Hackable and optimized Transformers building blocks, supporting a composable construction

Description

xFormers is a modular and field agnostic library to flexibly generate transformer architectures by interoperable and optimized building blocks.

Getting started

The full documentation contains instructions for getting started, deep dives and tutorials about the various APIs.
If in doubt, please check out the HOWTO. Only some general considerations are laid out in the README.

Installation

To install xFormers, it is recommended to use a dedicated virtual environment, as often with python, through python-virtualenv or conda for instance.
There are two ways you can install it:

Directly from the pip package

You can also fetch the latest release from PyPi. This will not contain the wheels for the sparse attention kernels, for which you will need to build from source.

conda create --name xformer_env
conda activate xformer_env
pip install xformers

Build from source (dev mode)

These commands will fetch the latest version of the code, create a dedicated conda environment, activate it then install xFormers from source. If you want to build the sparse attention CUDA kernels, please make sure that the next point is covered prior to running these instructions.

git clone [email protected]:fairinternal/xformers.git
conda create --name xformer_env python=3.8
conda activate xformer_env
cd xformers
pip install -r requirements.txt
pip install -e .

Sparse attention kernels

Installing the CUDA-based sparse attention kernels may require extra care, as this mobilizes the CUDA toolchain. As a reminder, these kernels are built when you run pip install -e . and the CUDA buildchain is available (NVCC compiler). Re-building can for instance be done via python3 setup.py clean && python3 setup.py develop, so similarly wipe the build folder and redo a pip install -e.

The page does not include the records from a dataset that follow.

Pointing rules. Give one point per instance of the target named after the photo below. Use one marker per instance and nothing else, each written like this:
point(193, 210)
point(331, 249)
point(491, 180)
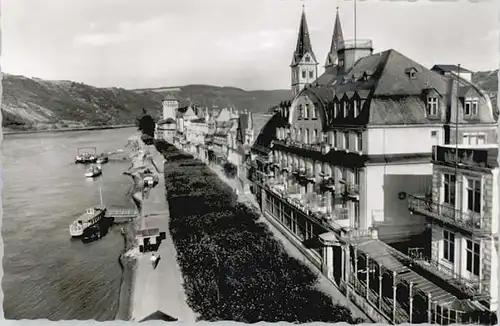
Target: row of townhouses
point(383, 172)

Some advices related to building these CUDA-specific components, tentatively adressing common pitfalls. Please make sure that:

NVCC and the current CUDA runtime match. Depending on your setup, you may be able to change the CUDA runtime with module unload cuda module load cuda/xx.x, possibly also nvcc
the version of GCC that you’re using matches the current NVCC capabilities
the TORCH_CUDA_ARCH_LIST env variable is set to the architures that you want to support. A suggested setup (slow to build but comprehensive) is export TORCH_CUDA_ARCH_LIST="6.0;6.1;6.2;7.0;7.2;8.0;8.6"

Triton

Some parts of xFormers use Triton, and will only expose themselves if Triton is installed, and a compatible GPU is present (nVidia GPU with tensor cores). If Triton was not installed as part of the testing procedure, you can install it directly by running pip install triton. You can optionally test that the installation is successful by running one of the Triton-related benchmarks, for instance python3 xformers/benchmarks/benchmnark_triton_softmax.py

Triton will cache the compiled kernels to /tmp/triton by default. If this becomes an issue, this path can be specified through the TRITON_CACHE_DIR environment variable.

Testing the installation

This will run a benchmark of the attention mechanisms exposed by xFormers, and generate a runtime and memory plot.
If this concludes without errors, the installation is successful. This step is optional, and you will need some extra dependencies for it to
be able to go through : pip install -r requirements-benchmark.txt.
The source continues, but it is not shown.